Thursday, July 12, 2012

The Future of Farming, Hopefully

Shrimp farms laced with bleach.  Antibiotic fed salmon sitting stationary in close quarters, infested with ISA and leaving the ocean floor barren.  When some of you hear fish farm these and other frightening images come to mind.  Though not all fish farms operate in such a reckless manner, some do, and unfortunately those farms give the rest of the industry a bad rap.  It is no secret that the world's population and it's seafood consumption is rising, in some places drastically, and in order to meet the growing demands aquaculture is a necessity.  I have heard some people comment that they would never touch a farmed fish, let alone invite it onto their plate for dinner.  There are farms out there however that are doing the right things to ensure that their product is not only safe to eat, but also sustains the natural environment.  One farm in Spain is on the cutting edge of sustainable farming practices and is setting a standard that I believe is the template for the environmental success of future aquaculture endeavors.

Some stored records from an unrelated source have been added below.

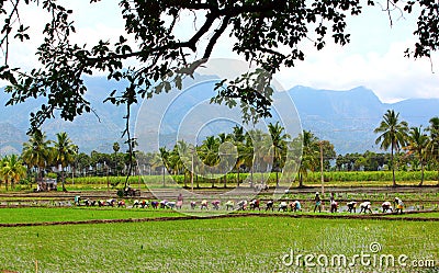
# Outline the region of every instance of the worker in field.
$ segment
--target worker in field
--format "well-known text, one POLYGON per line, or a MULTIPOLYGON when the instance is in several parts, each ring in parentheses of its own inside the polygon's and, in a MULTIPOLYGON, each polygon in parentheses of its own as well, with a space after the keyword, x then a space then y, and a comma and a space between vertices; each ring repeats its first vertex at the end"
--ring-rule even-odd
POLYGON ((318 192, 316 192, 314 202, 315 202, 314 213, 317 211, 317 208, 318 208, 318 212, 322 213, 322 198, 320 198, 320 195, 318 194, 318 192))
POLYGON ((398 197, 395 197, 394 203, 395 203, 395 212, 402 214, 403 213, 403 208, 404 208, 403 201, 401 198, 398 198, 398 197))

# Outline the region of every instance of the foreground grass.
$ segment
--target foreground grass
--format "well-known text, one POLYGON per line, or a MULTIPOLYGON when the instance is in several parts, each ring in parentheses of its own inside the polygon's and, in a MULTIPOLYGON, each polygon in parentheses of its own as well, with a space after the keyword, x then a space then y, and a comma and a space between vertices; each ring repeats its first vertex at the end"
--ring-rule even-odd
MULTIPOLYGON (((0 228, 0 271, 275 272, 282 257, 380 253, 438 262, 437 223, 246 217, 0 228)), ((301 268, 300 270, 306 270, 301 268)), ((391 269, 372 269, 390 272, 391 269)))
POLYGON ((173 217, 181 214, 170 211, 126 209, 126 208, 65 208, 65 207, 23 207, 1 208, 0 224, 42 223, 42 221, 77 221, 94 219, 127 219, 149 217, 173 217))

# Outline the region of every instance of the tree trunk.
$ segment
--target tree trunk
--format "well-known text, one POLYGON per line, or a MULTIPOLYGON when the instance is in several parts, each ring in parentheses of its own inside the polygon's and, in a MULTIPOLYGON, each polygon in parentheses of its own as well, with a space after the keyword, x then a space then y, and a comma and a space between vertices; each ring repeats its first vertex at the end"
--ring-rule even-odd
POLYGON ((237 175, 236 175, 236 178, 237 178, 237 180, 238 180, 237 185, 238 185, 238 187, 239 187, 239 167, 237 168, 237 175))
POLYGON ((393 158, 393 141, 392 141, 392 147, 391 147, 391 161, 392 161, 392 178, 393 178, 393 186, 397 186, 396 185, 396 180, 395 180, 395 162, 394 162, 394 158, 393 158))
POLYGON ((420 162, 420 183, 419 186, 424 184, 424 162, 420 162))
POLYGON ((67 192, 66 178, 64 177, 64 170, 61 170, 61 183, 63 183, 63 192, 67 192))
POLYGON ((299 187, 303 187, 303 175, 299 173, 299 187))
POLYGON ((250 170, 250 187, 252 189, 254 187, 254 168, 251 167, 251 170, 250 170))

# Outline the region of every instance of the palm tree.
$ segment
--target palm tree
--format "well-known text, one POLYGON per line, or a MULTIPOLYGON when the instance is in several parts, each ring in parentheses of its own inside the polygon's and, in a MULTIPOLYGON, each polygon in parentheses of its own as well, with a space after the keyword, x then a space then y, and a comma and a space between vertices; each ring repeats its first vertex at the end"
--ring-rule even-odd
MULTIPOLYGON (((301 139, 301 137, 299 137, 301 139)), ((319 156, 319 147, 318 147, 318 138, 314 136, 309 130, 303 130, 302 134, 302 160, 301 167, 299 168, 299 186, 303 187, 303 178, 307 175, 308 170, 314 171, 315 168, 319 164, 318 156, 319 156)))
MULTIPOLYGON (((427 156, 439 162, 439 117, 431 117, 429 121, 430 125, 426 130, 430 133, 430 138, 427 145, 427 156)), ((438 185, 439 185, 439 168, 438 168, 438 185)))
POLYGON ((427 155, 427 146, 429 143, 429 138, 426 134, 424 134, 421 126, 412 127, 407 137, 408 145, 405 149, 408 150, 408 155, 414 153, 420 163, 420 183, 419 186, 424 183, 424 169, 426 164, 426 155, 427 155))
POLYGON ((117 173, 117 151, 121 149, 121 145, 119 143, 114 143, 113 144, 113 151, 114 151, 114 171, 116 172, 116 175, 119 175, 117 173))
POLYGON ((35 130, 29 141, 23 144, 22 158, 29 168, 38 169, 38 180, 43 179, 43 171, 50 160, 49 145, 50 140, 41 130, 35 130))
POLYGON ((7 157, 0 159, 0 185, 4 181, 4 186, 8 190, 9 177, 7 175, 7 157))
MULTIPOLYGON (((207 169, 211 174, 215 171, 213 167, 216 167, 219 163, 219 156, 218 156, 218 141, 213 136, 206 137, 203 140, 202 146, 200 147, 200 158, 203 160, 203 168, 207 169)), ((212 180, 212 187, 215 187, 215 180, 212 180)))
POLYGON ((268 130, 271 136, 272 150, 273 150, 273 170, 275 172, 275 185, 279 186, 279 170, 282 168, 285 152, 286 152, 286 141, 290 139, 290 135, 283 134, 285 128, 282 127, 279 122, 274 125, 270 123, 268 125, 268 130))
POLYGON ((391 148, 391 166, 393 175, 393 186, 396 186, 395 181, 395 166, 394 166, 394 150, 399 150, 399 147, 405 146, 408 125, 406 122, 398 120, 399 113, 393 110, 387 110, 383 115, 383 121, 378 128, 374 129, 375 134, 381 134, 375 144, 381 143, 381 149, 386 150, 391 148))
POLYGON ((15 155, 5 157, 2 161, 0 173, 4 179, 4 186, 8 191, 8 182, 11 181, 11 189, 13 190, 15 187, 14 183, 25 178, 26 168, 23 166, 23 161, 15 155))
POLYGON ((75 156, 78 153, 78 146, 76 146, 68 137, 66 132, 56 134, 57 140, 54 145, 54 161, 60 167, 63 191, 66 192, 66 178, 64 168, 75 161, 75 156))
MULTIPOLYGON (((221 145, 223 145, 225 143, 232 141, 232 136, 230 135, 226 135, 225 133, 221 133, 221 134, 218 134, 218 137, 216 138, 216 141, 221 146, 221 145)), ((228 158, 228 156, 229 156, 228 153, 230 153, 230 152, 227 150, 226 155, 224 155, 224 156, 226 156, 228 158)), ((223 170, 226 170, 226 169, 227 169, 227 172, 225 172, 224 175, 223 175, 224 189, 227 187, 227 174, 228 174, 228 168, 227 168, 227 166, 224 166, 223 170)), ((222 170, 222 172, 224 172, 223 170, 222 170)))

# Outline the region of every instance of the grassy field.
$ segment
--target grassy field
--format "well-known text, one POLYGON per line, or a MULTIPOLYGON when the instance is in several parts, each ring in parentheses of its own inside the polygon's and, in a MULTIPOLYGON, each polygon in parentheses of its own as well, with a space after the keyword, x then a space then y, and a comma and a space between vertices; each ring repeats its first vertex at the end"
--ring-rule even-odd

Veta La Palma is located in the Seville province of Spain, about 10 miles from the Atlantic Ocean, and is owned by the same family who also operates Hisaparroz, a Spanish food conglomerate.  The farm is actually more like a bird sanctuary than fish farm, attracting flamingos, spoonbills, egrets and many other threatened or endangered species that feast on shrimp and small fish.  You won't see anyone out there trapping or firing rifles at them either, the birds are not unwelcome intruders but are seen as part of a living ecosystem.  You see, the philosophy behind Veta La Palma is to treat their fish and the environment that they inhabit less like products and facilities and more like wildlife and natural environs.

A view of the many flamingos at Veta La Palma
The process of growing their fish replicates what happens in nature.  I use the word grow instead of raise because the fish are mostly left to their own defenses to succeed or perish according to a natural balance.  There are no antibiotics needed.  The fish are stocked at low densities.  There is no need for feed pellets or GMO by-products.  The fish feed on shrimp that occur naturally due to the abundant plant-life.  Even the land benefits from the operation.  What was once a drained cattle ranch has been returned to natural wet lands.  Estuary water from the Atlantic is pumped in filled with tiny shrimp and micro-algae for the fish to feed.  The water is distributed to ponds and then returns to the sea cleaner than when it came in, having been filtered by the abundant plant and wildlife.  

What happens when a fish farm that produces bream, bass, and mullet actually improves the environment?  What happens when instead of degrading natural resources a farm sustains them?  The answer can be seen when you take in the beauty of Veta La Palma's natural operation; Harmony.  Balancing the environment's needs and our population's growing appetite for seafood is going to be a difficult obligation in the future.  We need to begin rethinking and retooling our methods of extraction from our natural resources, keeping in mind something my mother always reminded me about of our own environment; you only get one world to live in, they're not making any more of them, so you better take care of the one you have.  Looking at Veta La Palma as an example of what aquaculture could be, there might be some light shinning bright between the dark clouds accumilating in our future.